O avanço esperado ocorreu dois dias depois de o presidente ucraniano, Volodymyr Zelensky, ter anunciado que o oleoduto Druzhba, que transporta petróleo russo barato para a Hungria e a Eslováquia, tinha sido reparado e poderia retomar as operações.
A interrupção dos fluxos de petróleo através de Druzhba esteve no centro da decisão de Orbán de vetar um empréstimo de 90 mil milhões de euros em Fevereiro. Esta interrupção de última hora irritou outros líderes da UEque o condenou ferozmente Foi descrito como uma tentativa “inaceitável” de “chantagem”.
O facto de Orbán ter aprovado o empréstimo em Dezembro e obtido uma isenção para o seu país foi particularmente irritante para outros Estados-Membros. Um alto diplomata descreveu o veto como um “ponto de viragem” nas relações entre Bruxelas e Budapeste.
Victor Orbán Tornou sua disputa com Zelensky sobre Druzhba um tema recorrente em sua campanha de reeleição. No entanto, o presidente cessante foi derrotado pelo líder da oposição Peter Magyar, que prometeu restaurar o Estado de direito.
Pela primeira vez em 16 anos, a transição húngara permitiu romper o impasse.
Chipre, que detém a presidência rotativa do Conselho da UE, aproveitou a oportunidade e acrescentou a dívida na reunião dos embaixadores antes mesmo de Zelensky anunciar as reparações de Druzhba.
“O desbloqueio é o sinal certo nas atuais circunstâncias. A Rússia deve acabar com a sua guerra. E o ímpeto para isso só pode aparecer se houver apoio suficiente à Ucrânia e pressão sobre a Rússia”, disse o líder ucraniano na quarta-feira.

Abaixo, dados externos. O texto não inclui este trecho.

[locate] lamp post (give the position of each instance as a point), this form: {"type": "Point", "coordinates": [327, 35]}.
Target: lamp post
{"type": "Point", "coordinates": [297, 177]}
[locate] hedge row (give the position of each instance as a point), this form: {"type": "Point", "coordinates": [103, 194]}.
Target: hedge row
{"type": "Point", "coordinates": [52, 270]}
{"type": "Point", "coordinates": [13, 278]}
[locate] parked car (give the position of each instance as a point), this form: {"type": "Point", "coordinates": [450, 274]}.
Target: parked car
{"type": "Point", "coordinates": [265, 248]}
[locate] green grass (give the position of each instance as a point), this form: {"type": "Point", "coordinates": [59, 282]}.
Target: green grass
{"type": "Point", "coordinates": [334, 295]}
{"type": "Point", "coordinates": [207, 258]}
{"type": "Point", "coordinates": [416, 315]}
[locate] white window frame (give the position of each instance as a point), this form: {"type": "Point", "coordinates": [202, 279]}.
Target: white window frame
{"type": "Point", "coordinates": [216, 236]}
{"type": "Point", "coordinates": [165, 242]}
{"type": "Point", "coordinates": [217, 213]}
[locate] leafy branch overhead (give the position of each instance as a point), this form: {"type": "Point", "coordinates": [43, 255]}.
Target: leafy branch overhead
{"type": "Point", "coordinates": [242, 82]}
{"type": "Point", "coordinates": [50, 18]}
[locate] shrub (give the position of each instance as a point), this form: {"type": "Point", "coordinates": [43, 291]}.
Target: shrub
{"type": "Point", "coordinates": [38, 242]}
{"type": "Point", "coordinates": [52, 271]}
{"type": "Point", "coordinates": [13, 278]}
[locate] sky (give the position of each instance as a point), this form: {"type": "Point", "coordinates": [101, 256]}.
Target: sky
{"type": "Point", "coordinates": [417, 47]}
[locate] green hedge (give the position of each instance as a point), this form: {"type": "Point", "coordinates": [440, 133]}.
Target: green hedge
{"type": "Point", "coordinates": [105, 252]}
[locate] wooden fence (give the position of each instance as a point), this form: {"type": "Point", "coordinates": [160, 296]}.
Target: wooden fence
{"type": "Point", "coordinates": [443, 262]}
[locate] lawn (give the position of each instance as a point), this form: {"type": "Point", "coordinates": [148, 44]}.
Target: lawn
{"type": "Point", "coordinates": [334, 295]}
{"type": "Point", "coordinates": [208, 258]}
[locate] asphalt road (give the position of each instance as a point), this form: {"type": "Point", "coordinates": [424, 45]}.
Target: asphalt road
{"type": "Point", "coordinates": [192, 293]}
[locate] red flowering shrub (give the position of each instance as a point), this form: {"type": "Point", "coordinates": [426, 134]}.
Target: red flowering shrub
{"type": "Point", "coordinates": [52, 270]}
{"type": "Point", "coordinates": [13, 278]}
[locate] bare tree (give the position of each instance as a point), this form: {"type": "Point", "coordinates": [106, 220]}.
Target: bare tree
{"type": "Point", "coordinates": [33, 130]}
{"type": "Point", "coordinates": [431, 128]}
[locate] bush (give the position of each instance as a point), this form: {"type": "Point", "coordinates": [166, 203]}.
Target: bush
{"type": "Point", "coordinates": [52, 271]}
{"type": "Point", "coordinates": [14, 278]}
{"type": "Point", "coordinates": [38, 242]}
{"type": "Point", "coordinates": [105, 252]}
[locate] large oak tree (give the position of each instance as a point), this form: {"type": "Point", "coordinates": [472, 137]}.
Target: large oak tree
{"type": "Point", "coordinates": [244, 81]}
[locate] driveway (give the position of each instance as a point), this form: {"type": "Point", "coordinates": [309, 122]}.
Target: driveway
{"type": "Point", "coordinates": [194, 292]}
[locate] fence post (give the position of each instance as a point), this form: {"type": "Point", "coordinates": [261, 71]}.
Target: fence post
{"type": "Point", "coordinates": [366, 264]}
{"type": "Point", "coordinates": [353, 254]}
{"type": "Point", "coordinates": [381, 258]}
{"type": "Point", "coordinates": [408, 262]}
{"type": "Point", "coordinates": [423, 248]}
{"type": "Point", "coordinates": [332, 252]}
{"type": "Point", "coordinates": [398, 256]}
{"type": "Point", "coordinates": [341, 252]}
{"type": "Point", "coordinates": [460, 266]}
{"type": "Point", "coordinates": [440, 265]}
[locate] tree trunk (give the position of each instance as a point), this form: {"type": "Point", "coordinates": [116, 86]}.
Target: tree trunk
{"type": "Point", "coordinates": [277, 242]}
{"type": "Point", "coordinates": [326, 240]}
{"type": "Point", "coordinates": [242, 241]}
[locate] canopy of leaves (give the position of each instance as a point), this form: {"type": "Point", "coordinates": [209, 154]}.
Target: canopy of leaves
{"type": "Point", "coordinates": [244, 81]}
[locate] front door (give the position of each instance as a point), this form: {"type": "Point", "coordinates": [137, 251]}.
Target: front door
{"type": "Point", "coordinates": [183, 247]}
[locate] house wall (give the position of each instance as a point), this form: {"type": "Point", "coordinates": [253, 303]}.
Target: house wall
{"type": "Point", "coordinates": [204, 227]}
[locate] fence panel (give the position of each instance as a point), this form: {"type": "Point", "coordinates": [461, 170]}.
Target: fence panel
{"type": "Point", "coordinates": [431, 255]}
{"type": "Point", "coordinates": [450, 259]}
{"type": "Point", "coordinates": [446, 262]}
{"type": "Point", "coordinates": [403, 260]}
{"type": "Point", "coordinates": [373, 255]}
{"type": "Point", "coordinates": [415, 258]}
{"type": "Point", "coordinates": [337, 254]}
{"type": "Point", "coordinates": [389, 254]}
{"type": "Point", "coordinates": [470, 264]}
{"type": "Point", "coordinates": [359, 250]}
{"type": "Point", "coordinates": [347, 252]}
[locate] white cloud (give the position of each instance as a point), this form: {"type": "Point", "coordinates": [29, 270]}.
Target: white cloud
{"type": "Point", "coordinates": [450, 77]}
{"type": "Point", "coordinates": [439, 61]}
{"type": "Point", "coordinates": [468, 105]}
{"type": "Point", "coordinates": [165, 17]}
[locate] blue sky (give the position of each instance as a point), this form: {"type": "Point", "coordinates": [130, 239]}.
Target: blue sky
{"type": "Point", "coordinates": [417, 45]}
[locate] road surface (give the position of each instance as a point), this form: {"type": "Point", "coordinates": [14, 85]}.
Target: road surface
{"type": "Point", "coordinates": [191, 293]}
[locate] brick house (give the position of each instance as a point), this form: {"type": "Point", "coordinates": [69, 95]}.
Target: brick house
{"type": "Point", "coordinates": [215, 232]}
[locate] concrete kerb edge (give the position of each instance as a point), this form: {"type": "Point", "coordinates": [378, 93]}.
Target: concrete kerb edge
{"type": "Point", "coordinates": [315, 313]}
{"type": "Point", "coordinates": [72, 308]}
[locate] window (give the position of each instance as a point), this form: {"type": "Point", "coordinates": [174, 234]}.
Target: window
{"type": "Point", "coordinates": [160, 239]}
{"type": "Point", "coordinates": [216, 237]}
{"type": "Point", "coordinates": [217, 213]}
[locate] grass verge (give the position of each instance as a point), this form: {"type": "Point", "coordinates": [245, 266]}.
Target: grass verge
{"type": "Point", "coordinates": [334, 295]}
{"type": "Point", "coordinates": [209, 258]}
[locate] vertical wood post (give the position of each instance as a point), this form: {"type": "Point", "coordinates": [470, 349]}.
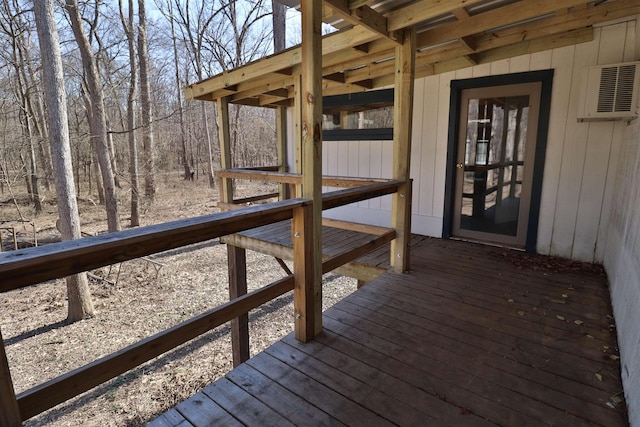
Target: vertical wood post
{"type": "Point", "coordinates": [226, 189]}
{"type": "Point", "coordinates": [311, 143]}
{"type": "Point", "coordinates": [304, 295]}
{"type": "Point", "coordinates": [402, 127]}
{"type": "Point", "coordinates": [297, 112]}
{"type": "Point", "coordinates": [281, 128]}
{"type": "Point", "coordinates": [9, 412]}
{"type": "Point", "coordinates": [237, 262]}
{"type": "Point", "coordinates": [236, 257]}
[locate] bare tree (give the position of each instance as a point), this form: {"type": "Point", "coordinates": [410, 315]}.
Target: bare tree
{"type": "Point", "coordinates": [186, 164]}
{"type": "Point", "coordinates": [14, 27]}
{"type": "Point", "coordinates": [97, 114]}
{"type": "Point", "coordinates": [80, 304]}
{"type": "Point", "coordinates": [279, 16]}
{"type": "Point", "coordinates": [145, 105]}
{"type": "Point", "coordinates": [128, 25]}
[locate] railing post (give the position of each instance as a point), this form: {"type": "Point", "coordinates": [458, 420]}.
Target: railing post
{"type": "Point", "coordinates": [306, 298]}
{"type": "Point", "coordinates": [402, 120]}
{"type": "Point", "coordinates": [237, 263]}
{"type": "Point", "coordinates": [9, 412]}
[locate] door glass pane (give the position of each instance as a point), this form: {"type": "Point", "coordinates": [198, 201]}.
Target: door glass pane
{"type": "Point", "coordinates": [494, 164]}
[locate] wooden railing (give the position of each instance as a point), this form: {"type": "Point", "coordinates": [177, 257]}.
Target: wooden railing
{"type": "Point", "coordinates": [292, 180]}
{"type": "Point", "coordinates": [23, 268]}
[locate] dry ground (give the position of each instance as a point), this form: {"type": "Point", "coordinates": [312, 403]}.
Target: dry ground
{"type": "Point", "coordinates": [134, 300]}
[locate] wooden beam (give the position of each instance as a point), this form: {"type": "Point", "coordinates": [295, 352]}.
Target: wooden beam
{"type": "Point", "coordinates": [460, 13]}
{"type": "Point", "coordinates": [281, 129]}
{"type": "Point", "coordinates": [9, 412]}
{"type": "Point", "coordinates": [506, 15]}
{"type": "Point", "coordinates": [551, 26]}
{"type": "Point", "coordinates": [278, 63]}
{"type": "Point", "coordinates": [422, 11]}
{"type": "Point", "coordinates": [311, 137]}
{"type": "Point", "coordinates": [56, 260]}
{"type": "Point", "coordinates": [45, 396]}
{"type": "Point", "coordinates": [237, 266]}
{"type": "Point", "coordinates": [402, 125]}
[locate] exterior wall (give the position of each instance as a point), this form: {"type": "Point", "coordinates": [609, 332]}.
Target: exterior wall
{"type": "Point", "coordinates": [581, 159]}
{"type": "Point", "coordinates": [622, 260]}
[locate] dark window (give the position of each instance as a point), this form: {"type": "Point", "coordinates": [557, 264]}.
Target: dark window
{"type": "Point", "coordinates": [358, 116]}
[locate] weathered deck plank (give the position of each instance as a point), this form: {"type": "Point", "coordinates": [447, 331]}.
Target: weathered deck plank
{"type": "Point", "coordinates": [468, 337]}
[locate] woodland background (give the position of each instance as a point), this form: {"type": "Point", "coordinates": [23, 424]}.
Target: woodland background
{"type": "Point", "coordinates": [146, 139]}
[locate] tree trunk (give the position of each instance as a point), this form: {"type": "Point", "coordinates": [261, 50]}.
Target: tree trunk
{"type": "Point", "coordinates": [145, 104]}
{"type": "Point", "coordinates": [279, 16]}
{"type": "Point", "coordinates": [80, 304]}
{"type": "Point", "coordinates": [128, 26]}
{"type": "Point", "coordinates": [98, 124]}
{"type": "Point", "coordinates": [188, 167]}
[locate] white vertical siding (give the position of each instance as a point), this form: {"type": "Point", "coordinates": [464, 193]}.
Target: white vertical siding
{"type": "Point", "coordinates": [580, 160]}
{"type": "Point", "coordinates": [622, 262]}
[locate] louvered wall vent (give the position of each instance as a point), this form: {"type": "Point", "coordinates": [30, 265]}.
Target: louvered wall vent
{"type": "Point", "coordinates": [610, 92]}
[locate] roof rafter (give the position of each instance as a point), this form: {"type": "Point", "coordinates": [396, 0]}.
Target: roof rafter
{"type": "Point", "coordinates": [507, 15]}
{"type": "Point", "coordinates": [362, 15]}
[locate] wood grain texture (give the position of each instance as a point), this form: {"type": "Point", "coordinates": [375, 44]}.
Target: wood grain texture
{"type": "Point", "coordinates": [470, 337]}
{"type": "Point", "coordinates": [35, 265]}
{"type": "Point", "coordinates": [60, 389]}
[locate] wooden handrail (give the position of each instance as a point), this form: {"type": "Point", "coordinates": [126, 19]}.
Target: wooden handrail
{"type": "Point", "coordinates": [35, 265]}
{"type": "Point", "coordinates": [358, 194]}
{"type": "Point", "coordinates": [27, 267]}
{"type": "Point", "coordinates": [293, 178]}
{"type": "Point", "coordinates": [64, 387]}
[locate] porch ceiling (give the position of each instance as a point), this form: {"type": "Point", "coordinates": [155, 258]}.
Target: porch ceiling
{"type": "Point", "coordinates": [450, 35]}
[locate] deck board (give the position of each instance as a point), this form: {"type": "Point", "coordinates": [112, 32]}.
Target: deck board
{"type": "Point", "coordinates": [468, 337]}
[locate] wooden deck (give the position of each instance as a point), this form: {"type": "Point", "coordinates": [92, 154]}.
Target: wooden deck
{"type": "Point", "coordinates": [474, 335]}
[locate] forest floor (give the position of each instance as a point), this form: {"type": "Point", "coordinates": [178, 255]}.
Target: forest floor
{"type": "Point", "coordinates": [134, 300]}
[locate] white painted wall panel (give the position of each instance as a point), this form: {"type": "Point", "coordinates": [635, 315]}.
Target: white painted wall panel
{"type": "Point", "coordinates": [580, 158]}
{"type": "Point", "coordinates": [622, 262]}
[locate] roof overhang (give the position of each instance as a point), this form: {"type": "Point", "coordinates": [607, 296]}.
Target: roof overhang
{"type": "Point", "coordinates": [450, 35]}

“É vital que o pacote de ajuda europeu seja iniciado rapidamente.”
A Comissão Europeia, que irá gerir o programa financeiro, afirma que o primeiro pagamento será feito a Kiev “O mais breve possível”Assim que todos os documentos legais e técnicos estiverem prontos. O executivo tem uma reserva de caixa para agir rapidamente.
Para 2026, Bruxelas pretende transferir gradualmente 45 mil milhões de euros, incluindo 16,7 mil milhões de euros para ajuda financeira e 28,3 mil milhões de euros para ajuda militar. O pagamento dependerá das reformas adotadas por Kyiv. Qualquer retrocesso na luta contra a corrupção poderá levar a uma suspensão temporária da ajuda.
Especificamente, a parte militar do empréstimo incluirá disposições “Made in Europe” para garantir que o máximo de dinheiro possível vá para os produtores nacionais e não para os fabricantes americanos.
Os restantes 45 mil milhões de euros serão reservados até 2027 e cobrirão dois terços das necessidades financeiras da Ucrânia. Os aliados ocidentais deveriam cobrir o terço final.
O empréstimo conjunto não incluirá a Hungria, a Eslováquia e a República Checa. Assim, os outros 24 Estados-Membros pagarão aproximadamente 3 mil milhões de euros em taxas de juro anuais.
A Ucrânia será solicitada a reembolsar o empréstimo de 90 mil milhões de euros apenas se a Rússia concordar com as reparações de guerra, o que Moscovo rejeitou categoricamente.
A Comissão sublinha que se reserva o direito de utilizar os 210 mil milhões de euros em activos fixos do Banco Central Russo para cobrir o défice de reparação.